Mills and other Christian missionaries organized the Foreign Mission School in Cornwall, Conn., to train non-white missionaries. They, in turn, would serve as ambassadors for the white missionaries to their own people as missionaries, preachers, translators, teachers and health workers.
Henry entered the school as the first, and quickly the model, student. He won local acclaim for his sincerity, his studiousness and his winning personality. Others, including Hawaiians and Native Americans, enrolled in the seminary, often called the School for Heathens.
Henry Obookiah once visited the home of Lyman Beecher, an early supporter of the missionary effort. Beecher’s children, Henry Ward Beecher and Harriet Beecher Stowe, long remembered the visit. Henry helped persuade these two future abolitionists that all men were indeed created equal.
In 1816, Henry came down with typhus, an epidemic that swept New England during the Year Without A Summer. As he lay on his deathbed, friends and followers came to visit. He insisted that a Hawaiian be with him at all times, and they prayed together in their native language. Throughout his final illness, Henry remained cheerful, calm and resigned to the will of God.
Henry Obookiah died on Feb. 17, 1818, surrounded by his Hawaiian friends who he had told to love God or perish.
Repatriating Henry Obookiah
One night in 1992 in Seattle, Wash., a native Hawaiian woman named Deborah Li’ikapika Lee woke from a sound sleep with a restless, uneasy feeling she could not ignore. She rose from her bed, searching for the comfort of her Bible. And then she clearly heard five words: “He wants to come home.”

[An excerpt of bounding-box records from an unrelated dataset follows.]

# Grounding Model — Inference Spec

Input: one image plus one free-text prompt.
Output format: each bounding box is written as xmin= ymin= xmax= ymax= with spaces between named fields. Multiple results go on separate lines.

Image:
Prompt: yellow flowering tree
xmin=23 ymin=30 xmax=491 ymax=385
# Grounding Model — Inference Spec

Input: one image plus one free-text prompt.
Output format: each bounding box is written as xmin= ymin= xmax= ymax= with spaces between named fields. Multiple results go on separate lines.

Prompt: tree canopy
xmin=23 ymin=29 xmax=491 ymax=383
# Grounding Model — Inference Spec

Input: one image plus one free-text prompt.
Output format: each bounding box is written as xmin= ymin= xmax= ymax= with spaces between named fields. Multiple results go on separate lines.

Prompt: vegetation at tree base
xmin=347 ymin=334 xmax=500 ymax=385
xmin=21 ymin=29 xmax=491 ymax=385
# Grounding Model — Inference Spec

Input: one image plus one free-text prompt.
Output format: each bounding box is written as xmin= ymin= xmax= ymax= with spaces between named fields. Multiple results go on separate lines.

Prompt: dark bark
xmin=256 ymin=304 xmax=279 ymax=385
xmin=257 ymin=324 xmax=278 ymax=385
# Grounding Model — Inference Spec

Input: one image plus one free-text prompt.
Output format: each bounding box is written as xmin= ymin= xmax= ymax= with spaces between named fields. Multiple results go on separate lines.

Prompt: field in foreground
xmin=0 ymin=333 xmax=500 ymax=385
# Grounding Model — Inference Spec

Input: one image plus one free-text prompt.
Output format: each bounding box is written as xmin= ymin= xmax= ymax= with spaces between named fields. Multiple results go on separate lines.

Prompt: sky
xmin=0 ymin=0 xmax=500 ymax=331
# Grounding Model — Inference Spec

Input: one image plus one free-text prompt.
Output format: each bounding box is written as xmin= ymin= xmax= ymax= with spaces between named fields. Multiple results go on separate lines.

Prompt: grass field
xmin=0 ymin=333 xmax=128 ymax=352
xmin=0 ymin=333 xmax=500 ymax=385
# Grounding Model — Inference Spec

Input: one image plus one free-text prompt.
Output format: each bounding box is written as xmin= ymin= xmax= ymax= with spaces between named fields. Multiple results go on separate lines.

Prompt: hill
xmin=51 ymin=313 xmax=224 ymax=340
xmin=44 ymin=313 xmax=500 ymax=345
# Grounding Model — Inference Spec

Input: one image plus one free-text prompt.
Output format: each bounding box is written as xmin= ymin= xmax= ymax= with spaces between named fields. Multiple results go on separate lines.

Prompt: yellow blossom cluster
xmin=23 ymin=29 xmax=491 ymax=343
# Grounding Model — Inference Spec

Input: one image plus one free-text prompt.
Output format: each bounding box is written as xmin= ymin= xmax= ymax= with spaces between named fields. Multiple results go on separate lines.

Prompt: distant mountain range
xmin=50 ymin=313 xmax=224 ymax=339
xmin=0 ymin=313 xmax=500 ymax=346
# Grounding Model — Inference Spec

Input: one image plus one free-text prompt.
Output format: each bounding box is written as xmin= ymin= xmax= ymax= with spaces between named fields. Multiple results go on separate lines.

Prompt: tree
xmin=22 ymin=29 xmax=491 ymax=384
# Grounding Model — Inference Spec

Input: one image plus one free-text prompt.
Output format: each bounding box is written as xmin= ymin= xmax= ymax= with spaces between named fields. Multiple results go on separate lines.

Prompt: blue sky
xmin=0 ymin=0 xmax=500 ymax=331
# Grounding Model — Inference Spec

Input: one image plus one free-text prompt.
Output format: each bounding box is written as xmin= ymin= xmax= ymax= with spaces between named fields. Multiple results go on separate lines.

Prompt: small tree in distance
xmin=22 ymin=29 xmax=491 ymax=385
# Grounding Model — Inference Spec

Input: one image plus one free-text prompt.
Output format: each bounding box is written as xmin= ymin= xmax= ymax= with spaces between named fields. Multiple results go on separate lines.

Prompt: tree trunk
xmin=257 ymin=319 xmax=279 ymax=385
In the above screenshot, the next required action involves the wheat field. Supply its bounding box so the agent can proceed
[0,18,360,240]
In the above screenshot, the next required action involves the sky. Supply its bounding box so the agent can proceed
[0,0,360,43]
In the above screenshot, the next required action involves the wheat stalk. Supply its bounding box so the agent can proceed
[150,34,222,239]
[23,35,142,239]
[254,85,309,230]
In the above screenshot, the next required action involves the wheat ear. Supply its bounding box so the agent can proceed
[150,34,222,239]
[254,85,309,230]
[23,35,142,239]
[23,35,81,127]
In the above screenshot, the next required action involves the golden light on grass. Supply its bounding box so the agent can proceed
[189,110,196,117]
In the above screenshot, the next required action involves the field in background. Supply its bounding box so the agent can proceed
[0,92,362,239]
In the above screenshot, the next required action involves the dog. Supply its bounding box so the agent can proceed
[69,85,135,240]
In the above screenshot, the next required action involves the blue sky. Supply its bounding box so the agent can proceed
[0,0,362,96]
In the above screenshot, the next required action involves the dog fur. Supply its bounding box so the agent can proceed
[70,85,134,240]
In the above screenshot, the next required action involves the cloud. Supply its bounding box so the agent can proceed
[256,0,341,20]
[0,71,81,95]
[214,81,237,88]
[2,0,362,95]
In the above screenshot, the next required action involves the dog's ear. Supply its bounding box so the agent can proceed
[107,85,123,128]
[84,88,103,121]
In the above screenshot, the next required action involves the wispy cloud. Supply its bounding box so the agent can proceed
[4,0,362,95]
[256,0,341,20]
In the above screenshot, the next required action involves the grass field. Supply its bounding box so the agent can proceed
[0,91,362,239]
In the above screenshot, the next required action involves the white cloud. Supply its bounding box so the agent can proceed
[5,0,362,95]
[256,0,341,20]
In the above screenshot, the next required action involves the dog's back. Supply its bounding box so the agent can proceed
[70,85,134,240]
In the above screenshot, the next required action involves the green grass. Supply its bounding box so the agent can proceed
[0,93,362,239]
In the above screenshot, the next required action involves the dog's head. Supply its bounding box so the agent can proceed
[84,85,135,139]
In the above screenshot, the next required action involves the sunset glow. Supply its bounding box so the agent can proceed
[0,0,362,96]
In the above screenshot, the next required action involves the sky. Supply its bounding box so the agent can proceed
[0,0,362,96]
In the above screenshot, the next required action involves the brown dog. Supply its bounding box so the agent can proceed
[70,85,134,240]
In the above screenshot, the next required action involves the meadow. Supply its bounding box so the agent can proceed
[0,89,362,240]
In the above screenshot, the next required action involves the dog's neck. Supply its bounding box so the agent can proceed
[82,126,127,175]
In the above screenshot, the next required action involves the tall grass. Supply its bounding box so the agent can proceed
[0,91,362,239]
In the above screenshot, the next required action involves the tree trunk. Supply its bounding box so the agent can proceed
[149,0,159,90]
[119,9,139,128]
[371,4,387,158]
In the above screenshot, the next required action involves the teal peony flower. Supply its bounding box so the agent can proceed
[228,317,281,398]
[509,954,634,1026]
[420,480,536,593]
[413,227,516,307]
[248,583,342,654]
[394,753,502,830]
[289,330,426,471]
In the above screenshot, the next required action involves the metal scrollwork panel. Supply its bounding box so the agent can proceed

Thus Debbie Lee, a descendant of Henry’s first cousin, began her campaign to bring the body of Henry Obookiah back to Hawaii.
Nick Bellantoni, Connecticut’s former state archaeologist, chronicled the effort to repatriate Henry Obookiah, as well as a Lakota Indian, Albert Afraid of Hawk, from Connecticut. Titled The Long Journeys Home, it describes how Bellantoni and his team carefully disinterred Henry Obookiah in 1993 from his grave in Cornwall Cemetery.
They didn’t know what they’d find, but were surprised to find a largely intact skeleton, rare in Connecticut’s acidic soil.
Bellantoni’s team identified Henry’s remains in part by examining his skeleton and in part by the pattern of brass tacks on the coffin lid: H O AE 26, inside of a heart.
Churches in Cornwall and in Hawaii then held services and tributes to Henry Obookiah. An airliner carried his remains to Hawaii, and two outrigger canoes lashed together carried his casket to Kona’s Kealakekua Bay. Then mourners buried him in a church cemetery overlooking the bay.
His tombstone in Cornwall was replaced with a bronze plaque inscribed with his dying words: “Oh, how I want to see Hawaii!”
Twenty years later, Nick Bellantoni and his wife Angela visited Henry Obookiah’s final resting place. In his book, he explained why Henry Obookiah’s repatriation had such importance to Henry:
For years he had probed his mind for the reason he was the lone survivor of all the ferocity forced on his family and for the agonizing guilt associated with complicity in their suffering. He now had an answer and a joyous reason for his homecoming.
And why it was important to Deborah Lee:
He could serve the same inspirational role he provided the missionaries in the nineteenth century for young Native men and women of present-day Hawaii, who were striving to maintain cultural identity within their rapidly changing social world.